Once the model is trained, you can test it with your own corpus using the word-index dictionary (imdb.dict.pkl.gz) provided as a part of this tutorial.

Model

LSTM

In a traditional recurrent neural network, during the gradient back-propagation phase, the gradient signal can end up being multiplied a large number of times (as many as the number of timesteps) by the weight matrix associated with the connections between the neurons of the recurrent hidden layer. This means that, the magnitude of weights in the transition matrix can have a strong impact on the learning process.

If the weights in this matrix are small (or, more formally, if the leading eigenvalue of the weight matrix is smaller than 1.0), it can lead to a situation calledvanishing gradients where the gradient signal gets so small that learning either becomes very slow or stops working altogether. It can also make more difficult the task of learning long-term dependencies in the data. Conversely, if the weights in this matrix are large (or, again, more formally, if the leading eigenvalue of the weight matrix is larger than 1.0), it can lead to a situation where the gradient signal is so large that it can cause learning to diverge. This is often referred to as exploding gradients.

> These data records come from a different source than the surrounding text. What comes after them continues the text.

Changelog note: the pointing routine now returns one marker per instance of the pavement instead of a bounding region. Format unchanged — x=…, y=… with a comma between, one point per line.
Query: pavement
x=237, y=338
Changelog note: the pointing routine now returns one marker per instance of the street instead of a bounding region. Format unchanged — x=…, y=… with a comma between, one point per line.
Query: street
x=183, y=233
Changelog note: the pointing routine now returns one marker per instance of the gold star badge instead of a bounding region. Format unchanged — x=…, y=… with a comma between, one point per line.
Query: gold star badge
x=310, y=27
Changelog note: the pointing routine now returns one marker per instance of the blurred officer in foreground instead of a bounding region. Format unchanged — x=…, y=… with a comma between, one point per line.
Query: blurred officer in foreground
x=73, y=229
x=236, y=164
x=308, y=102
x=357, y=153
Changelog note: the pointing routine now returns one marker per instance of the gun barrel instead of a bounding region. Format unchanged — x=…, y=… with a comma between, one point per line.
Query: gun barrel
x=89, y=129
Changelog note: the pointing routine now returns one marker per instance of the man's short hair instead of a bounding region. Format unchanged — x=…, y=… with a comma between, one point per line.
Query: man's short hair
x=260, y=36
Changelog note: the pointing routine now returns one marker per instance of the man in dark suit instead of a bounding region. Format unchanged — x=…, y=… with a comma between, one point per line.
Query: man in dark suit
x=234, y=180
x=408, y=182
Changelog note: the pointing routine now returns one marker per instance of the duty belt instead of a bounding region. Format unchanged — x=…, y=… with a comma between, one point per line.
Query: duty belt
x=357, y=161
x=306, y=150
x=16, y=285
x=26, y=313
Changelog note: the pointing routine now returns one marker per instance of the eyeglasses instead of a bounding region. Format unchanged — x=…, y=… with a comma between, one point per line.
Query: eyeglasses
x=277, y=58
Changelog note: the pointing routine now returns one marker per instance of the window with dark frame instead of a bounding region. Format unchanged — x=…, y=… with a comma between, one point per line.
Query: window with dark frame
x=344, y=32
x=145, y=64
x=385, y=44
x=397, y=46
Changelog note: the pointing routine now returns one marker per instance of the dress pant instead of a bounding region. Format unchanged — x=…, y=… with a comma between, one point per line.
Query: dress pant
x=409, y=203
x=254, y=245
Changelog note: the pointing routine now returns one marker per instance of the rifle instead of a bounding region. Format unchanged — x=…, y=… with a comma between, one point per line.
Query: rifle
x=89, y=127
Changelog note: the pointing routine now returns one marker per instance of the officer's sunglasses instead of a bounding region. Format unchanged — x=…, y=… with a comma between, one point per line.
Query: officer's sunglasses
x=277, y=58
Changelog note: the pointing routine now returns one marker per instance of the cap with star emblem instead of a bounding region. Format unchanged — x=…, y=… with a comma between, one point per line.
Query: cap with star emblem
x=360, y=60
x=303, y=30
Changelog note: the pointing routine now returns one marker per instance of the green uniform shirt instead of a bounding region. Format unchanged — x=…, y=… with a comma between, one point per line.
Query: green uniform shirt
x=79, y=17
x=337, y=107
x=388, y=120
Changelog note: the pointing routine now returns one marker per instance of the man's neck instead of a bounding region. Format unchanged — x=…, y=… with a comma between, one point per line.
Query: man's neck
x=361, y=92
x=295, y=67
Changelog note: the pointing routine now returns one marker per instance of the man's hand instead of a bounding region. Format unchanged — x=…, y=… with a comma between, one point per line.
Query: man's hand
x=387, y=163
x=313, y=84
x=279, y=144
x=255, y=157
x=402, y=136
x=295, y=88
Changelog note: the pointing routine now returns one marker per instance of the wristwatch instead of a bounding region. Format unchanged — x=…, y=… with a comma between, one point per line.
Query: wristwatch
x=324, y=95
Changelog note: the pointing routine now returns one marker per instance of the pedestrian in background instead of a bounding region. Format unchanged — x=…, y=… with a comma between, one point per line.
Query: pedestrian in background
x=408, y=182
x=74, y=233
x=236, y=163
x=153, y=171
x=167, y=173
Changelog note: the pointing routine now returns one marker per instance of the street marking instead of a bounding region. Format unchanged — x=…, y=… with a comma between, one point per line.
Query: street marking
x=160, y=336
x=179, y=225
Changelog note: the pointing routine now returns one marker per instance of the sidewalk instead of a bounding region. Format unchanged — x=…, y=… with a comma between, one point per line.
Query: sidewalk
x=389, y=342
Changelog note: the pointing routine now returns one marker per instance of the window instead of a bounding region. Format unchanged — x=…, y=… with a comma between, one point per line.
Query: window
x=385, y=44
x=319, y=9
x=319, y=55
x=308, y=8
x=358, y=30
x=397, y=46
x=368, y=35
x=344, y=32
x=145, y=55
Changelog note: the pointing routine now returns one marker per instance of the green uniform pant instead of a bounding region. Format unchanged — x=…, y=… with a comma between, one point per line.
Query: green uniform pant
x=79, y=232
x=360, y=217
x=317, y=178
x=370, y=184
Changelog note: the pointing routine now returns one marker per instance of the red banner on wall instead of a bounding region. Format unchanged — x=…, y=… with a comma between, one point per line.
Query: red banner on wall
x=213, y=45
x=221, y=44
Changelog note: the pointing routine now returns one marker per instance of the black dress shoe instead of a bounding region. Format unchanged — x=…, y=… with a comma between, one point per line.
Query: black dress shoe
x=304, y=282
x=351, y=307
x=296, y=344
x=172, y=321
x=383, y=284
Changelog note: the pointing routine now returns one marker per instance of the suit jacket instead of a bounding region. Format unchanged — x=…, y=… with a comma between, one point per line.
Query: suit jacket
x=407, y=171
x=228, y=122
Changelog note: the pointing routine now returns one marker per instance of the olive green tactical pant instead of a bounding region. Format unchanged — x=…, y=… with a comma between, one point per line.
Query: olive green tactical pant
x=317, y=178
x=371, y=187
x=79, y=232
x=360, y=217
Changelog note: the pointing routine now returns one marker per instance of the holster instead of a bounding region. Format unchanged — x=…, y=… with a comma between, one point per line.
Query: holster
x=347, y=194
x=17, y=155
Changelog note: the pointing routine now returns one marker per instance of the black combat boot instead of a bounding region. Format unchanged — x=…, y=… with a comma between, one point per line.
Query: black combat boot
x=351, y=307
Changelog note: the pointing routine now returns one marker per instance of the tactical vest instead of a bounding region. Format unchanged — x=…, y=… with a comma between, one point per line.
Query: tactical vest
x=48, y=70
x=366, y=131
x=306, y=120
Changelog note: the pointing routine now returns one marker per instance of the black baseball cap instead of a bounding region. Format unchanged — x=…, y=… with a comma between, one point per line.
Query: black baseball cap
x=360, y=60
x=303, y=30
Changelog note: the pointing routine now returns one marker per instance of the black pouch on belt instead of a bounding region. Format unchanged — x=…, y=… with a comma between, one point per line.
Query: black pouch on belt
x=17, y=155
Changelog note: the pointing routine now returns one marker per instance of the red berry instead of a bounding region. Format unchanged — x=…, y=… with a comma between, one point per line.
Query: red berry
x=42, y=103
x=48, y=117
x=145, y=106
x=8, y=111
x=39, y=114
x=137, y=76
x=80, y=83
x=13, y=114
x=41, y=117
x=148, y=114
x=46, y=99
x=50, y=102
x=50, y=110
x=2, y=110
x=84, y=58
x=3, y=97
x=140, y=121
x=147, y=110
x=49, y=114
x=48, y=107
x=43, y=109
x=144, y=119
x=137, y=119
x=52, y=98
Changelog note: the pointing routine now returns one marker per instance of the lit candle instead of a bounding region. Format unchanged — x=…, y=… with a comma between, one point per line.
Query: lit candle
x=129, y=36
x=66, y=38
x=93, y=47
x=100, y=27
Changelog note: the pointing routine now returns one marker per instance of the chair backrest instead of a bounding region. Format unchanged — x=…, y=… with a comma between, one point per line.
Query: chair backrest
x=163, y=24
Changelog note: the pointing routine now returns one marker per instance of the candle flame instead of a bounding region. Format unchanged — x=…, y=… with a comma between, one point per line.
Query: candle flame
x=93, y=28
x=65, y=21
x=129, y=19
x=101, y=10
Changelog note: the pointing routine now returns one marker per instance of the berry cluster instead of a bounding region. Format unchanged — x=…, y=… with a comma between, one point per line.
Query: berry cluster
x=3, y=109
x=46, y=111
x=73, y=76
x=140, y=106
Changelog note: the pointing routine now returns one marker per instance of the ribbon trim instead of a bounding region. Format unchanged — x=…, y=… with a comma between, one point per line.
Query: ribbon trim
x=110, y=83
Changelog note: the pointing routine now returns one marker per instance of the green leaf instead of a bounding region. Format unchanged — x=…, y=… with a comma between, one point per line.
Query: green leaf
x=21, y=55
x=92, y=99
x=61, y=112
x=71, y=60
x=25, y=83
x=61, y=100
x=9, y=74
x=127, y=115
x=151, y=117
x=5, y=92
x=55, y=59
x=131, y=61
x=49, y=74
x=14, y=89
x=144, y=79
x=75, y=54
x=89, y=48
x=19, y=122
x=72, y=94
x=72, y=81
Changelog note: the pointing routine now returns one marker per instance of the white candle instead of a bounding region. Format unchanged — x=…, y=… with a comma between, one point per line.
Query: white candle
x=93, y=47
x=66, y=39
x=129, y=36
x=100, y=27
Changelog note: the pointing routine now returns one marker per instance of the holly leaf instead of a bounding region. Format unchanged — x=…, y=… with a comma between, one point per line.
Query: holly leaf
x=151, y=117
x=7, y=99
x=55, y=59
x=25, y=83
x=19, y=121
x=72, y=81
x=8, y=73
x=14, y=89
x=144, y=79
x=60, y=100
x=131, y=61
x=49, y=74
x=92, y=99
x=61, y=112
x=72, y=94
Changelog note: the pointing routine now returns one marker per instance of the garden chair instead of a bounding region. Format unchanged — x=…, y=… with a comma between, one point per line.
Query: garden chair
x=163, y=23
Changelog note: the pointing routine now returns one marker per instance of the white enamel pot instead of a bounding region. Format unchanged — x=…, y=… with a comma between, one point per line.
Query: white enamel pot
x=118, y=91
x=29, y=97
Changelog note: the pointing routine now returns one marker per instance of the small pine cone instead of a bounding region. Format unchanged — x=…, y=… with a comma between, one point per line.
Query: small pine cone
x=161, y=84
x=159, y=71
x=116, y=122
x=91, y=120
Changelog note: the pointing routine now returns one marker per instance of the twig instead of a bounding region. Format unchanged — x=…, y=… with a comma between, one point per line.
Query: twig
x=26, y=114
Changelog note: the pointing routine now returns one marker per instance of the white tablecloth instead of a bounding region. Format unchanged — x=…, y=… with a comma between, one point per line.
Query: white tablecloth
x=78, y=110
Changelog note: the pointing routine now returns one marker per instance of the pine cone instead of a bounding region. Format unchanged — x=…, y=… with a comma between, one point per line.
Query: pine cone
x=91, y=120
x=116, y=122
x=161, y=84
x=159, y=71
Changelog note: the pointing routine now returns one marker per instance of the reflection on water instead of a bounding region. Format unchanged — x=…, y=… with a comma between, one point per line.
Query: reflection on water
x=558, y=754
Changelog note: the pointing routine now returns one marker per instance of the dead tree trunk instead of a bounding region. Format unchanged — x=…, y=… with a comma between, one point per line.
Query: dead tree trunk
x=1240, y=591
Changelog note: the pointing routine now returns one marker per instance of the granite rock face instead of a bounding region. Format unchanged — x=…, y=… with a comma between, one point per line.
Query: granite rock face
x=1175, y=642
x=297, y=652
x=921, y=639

These issues are the main motivation behind the LSTM model which introduces a new structure called a memory cell (see Figure 1 below). A memory cell is composed of four main elements: an input gate, a neuron with a self-recurrent connection (a connection to itself), a forget gate and an output gate. The self-recurrent connection has a weight of 1.0 and ensures that, barring any outside interference, the state of a memory cell can remain constant from one timestep to another. The gates serve to modulate the interactions between the memory cell itself and its environment. The input gate can allow incoming signal to alter the state of the memory cell or block it. On the other hand, the output gate can allow the state of the memory cell to have an effect on other neurons or prevent it. Finally, the forget gate can modulate the memory cell’s self-recurrent connection, allowing the cell to remember or forget its previous state, as needed.

技术分享

Figure 1 : Illustration of an LSTM memory cell.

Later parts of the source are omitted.